I discovered recently that Christianity is responsible, albeit indirectly, for a fate worse than death which befell many people prior to the 20th century. I’m talking, of course, about being buried alive. Christians believe that the dead will be resurrected, hence the reverence for our mortal remains and the attempt to preserve them intact. Cremation was viewed as sacrilegious by the church, because man is made in God’s image. The burning of the body is therefore seen by the Abrahamic faiths as extremely disrespectful. Only the very wealthy could afford to be interred above ground in a crypt or mausoleum, so many of our people would have been hastily buried while merely comatose or paralysed. It is Christianity, not just negligent doctors, which must bear the blame for this nightmarish phenomenon.

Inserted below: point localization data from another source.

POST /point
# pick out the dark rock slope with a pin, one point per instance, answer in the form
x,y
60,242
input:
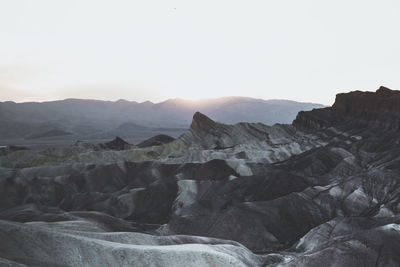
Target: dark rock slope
x,y
336,204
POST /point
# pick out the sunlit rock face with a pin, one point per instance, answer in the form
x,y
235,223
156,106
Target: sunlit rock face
x,y
322,191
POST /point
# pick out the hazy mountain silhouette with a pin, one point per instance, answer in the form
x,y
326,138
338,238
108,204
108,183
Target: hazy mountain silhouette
x,y
94,119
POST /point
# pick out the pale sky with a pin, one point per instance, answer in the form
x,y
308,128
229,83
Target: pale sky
x,y
153,50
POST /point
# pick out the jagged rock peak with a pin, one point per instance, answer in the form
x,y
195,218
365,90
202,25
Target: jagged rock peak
x,y
201,121
156,140
117,144
384,100
379,109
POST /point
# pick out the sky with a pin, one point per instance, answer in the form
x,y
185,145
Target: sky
x,y
154,50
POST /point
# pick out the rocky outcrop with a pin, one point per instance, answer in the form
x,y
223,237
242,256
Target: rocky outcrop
x,y
380,109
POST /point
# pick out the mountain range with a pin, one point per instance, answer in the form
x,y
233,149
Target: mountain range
x,y
74,119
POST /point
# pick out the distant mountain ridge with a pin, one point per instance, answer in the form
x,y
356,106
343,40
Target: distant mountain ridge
x,y
94,119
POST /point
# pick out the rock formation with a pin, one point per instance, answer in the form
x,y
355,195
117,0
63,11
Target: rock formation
x,y
323,191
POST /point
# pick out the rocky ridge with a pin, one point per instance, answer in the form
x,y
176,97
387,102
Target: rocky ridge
x,y
335,201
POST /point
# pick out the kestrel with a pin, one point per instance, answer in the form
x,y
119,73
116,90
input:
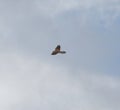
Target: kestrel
x,y
57,50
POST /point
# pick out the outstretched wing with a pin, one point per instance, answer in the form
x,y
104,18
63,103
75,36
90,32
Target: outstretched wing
x,y
57,48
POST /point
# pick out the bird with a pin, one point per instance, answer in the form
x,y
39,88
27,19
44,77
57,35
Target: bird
x,y
57,50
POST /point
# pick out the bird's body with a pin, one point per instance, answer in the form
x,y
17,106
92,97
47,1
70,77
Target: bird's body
x,y
57,50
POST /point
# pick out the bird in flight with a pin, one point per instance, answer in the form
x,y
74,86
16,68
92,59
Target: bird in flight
x,y
57,50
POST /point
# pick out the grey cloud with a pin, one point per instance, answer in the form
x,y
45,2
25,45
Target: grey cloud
x,y
29,83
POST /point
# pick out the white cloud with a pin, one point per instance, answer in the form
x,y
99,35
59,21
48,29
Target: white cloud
x,y
30,83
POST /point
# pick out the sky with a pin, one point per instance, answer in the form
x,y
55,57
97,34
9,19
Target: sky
x,y
87,77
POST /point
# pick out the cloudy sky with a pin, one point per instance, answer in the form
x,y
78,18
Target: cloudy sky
x,y
86,78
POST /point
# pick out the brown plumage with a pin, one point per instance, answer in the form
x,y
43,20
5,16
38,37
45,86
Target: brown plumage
x,y
57,50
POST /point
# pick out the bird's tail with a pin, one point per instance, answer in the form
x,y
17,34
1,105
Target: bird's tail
x,y
62,52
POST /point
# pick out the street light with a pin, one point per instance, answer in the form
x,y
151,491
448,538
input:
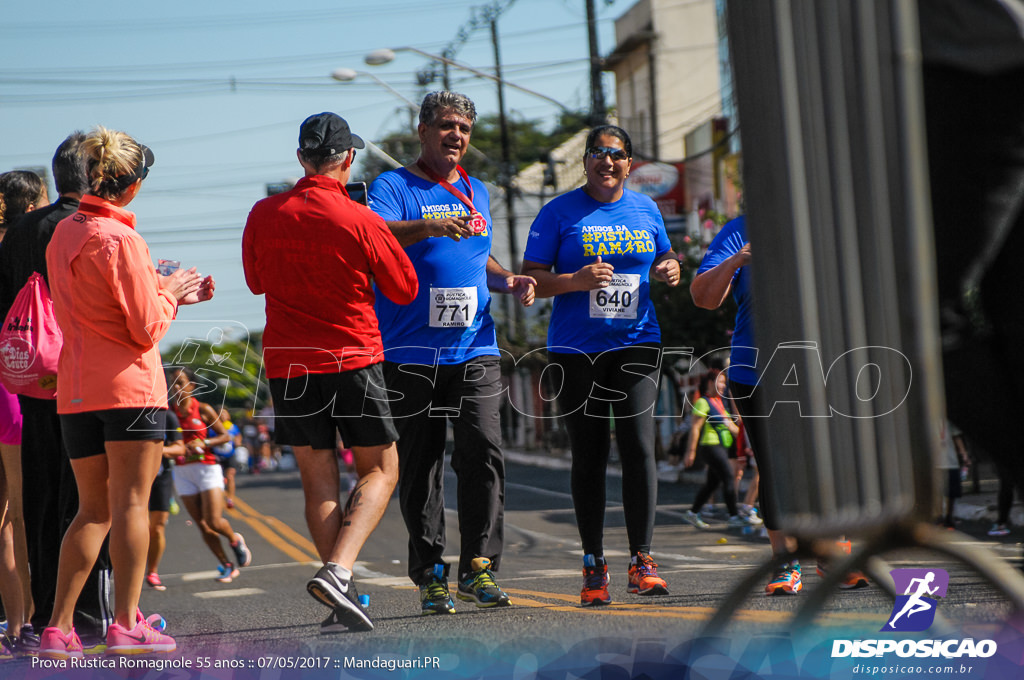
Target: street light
x,y
386,55
348,75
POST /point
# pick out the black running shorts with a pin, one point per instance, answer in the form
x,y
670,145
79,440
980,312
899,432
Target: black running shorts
x,y
310,410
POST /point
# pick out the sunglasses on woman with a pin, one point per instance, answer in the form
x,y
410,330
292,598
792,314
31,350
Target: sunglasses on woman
x,y
599,153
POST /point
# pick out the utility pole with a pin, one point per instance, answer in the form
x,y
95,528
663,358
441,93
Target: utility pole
x,y
508,171
597,107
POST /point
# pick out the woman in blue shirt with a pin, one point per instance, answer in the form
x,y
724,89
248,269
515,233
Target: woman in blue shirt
x,y
594,250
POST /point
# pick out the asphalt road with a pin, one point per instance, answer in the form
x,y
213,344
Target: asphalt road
x,y
267,612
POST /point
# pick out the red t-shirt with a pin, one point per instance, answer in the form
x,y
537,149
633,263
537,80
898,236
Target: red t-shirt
x,y
315,254
193,427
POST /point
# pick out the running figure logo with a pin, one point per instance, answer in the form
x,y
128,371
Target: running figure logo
x,y
914,609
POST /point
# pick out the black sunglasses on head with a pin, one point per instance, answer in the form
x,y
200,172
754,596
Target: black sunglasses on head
x,y
599,153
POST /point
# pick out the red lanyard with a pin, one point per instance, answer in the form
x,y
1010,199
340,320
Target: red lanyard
x,y
433,176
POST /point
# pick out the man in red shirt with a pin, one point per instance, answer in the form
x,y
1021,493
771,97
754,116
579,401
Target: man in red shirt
x,y
316,254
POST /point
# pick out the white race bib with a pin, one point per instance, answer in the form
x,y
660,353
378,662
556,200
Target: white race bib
x,y
453,307
619,300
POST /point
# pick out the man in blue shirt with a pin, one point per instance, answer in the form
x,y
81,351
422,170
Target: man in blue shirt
x,y
441,359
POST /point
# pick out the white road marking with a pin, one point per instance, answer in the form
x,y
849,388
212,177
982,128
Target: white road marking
x,y
235,592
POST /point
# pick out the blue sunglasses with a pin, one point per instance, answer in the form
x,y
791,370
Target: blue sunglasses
x,y
599,153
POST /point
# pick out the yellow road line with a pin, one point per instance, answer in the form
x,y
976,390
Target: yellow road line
x,y
687,612
251,516
302,549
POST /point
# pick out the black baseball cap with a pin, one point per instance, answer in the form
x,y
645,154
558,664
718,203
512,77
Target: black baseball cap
x,y
327,134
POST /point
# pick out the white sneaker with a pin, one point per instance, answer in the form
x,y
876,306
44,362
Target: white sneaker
x,y
739,521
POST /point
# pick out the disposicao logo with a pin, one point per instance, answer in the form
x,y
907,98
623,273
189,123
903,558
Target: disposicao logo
x,y
913,612
914,609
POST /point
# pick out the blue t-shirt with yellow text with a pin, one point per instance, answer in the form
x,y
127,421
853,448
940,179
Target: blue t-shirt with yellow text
x,y
450,321
570,232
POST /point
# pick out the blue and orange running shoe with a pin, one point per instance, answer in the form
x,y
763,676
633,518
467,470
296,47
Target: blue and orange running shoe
x,y
643,577
786,580
434,595
850,581
595,582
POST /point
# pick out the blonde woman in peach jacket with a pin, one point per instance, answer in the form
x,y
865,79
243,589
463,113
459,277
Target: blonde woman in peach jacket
x,y
112,395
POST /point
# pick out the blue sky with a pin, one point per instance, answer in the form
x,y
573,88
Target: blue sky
x,y
217,89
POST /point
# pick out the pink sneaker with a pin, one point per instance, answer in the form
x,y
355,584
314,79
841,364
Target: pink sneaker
x,y
139,640
54,644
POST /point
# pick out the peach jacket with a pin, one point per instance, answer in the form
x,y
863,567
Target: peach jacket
x,y
111,308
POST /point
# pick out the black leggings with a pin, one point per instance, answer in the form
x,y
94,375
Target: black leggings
x,y
624,381
720,471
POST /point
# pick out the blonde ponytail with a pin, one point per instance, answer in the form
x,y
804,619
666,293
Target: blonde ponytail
x,y
110,155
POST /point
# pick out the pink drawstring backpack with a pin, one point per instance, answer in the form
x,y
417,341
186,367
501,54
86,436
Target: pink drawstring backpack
x,y
30,342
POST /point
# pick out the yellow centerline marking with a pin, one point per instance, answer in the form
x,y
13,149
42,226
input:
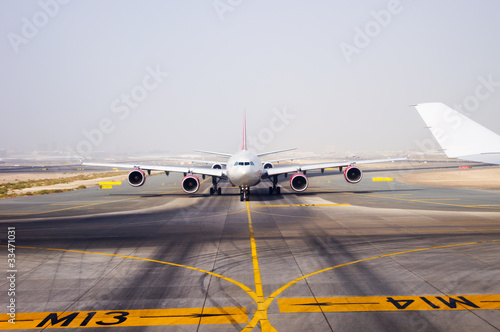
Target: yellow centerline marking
x,y
426,201
258,296
142,317
390,303
293,282
250,292
261,314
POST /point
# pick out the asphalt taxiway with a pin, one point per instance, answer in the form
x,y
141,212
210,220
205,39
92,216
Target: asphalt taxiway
x,y
374,256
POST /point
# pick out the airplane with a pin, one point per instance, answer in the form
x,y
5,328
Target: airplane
x,y
459,136
244,169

What you say is absolutely true. In my soliloquies, I have told myself countless times that the fact that there have been so many cases of burying people alive can only prove me right with my main thesis: Neanderthals are so infinitely stupid that they must be exterminated (and spare a minimal residue of Homo sapiens that look like the nymphs that Parrish painted).

It’s actually hard to believe that they couldn’t correctly ascertain death. I would have thought rigor mortis would be a pretty reliable indicator. If the body doesn’t go stiff, then they clearly aren’t dead. How could they be so stupid?

Sleeping Beauty will always be my top Disney movie par excellence.

It clearly display the beauty of the Aryan woman, the courage of the Aryan man in his quest to save her from the dragon, and, of course, the beautiful music of Tchaikovsky.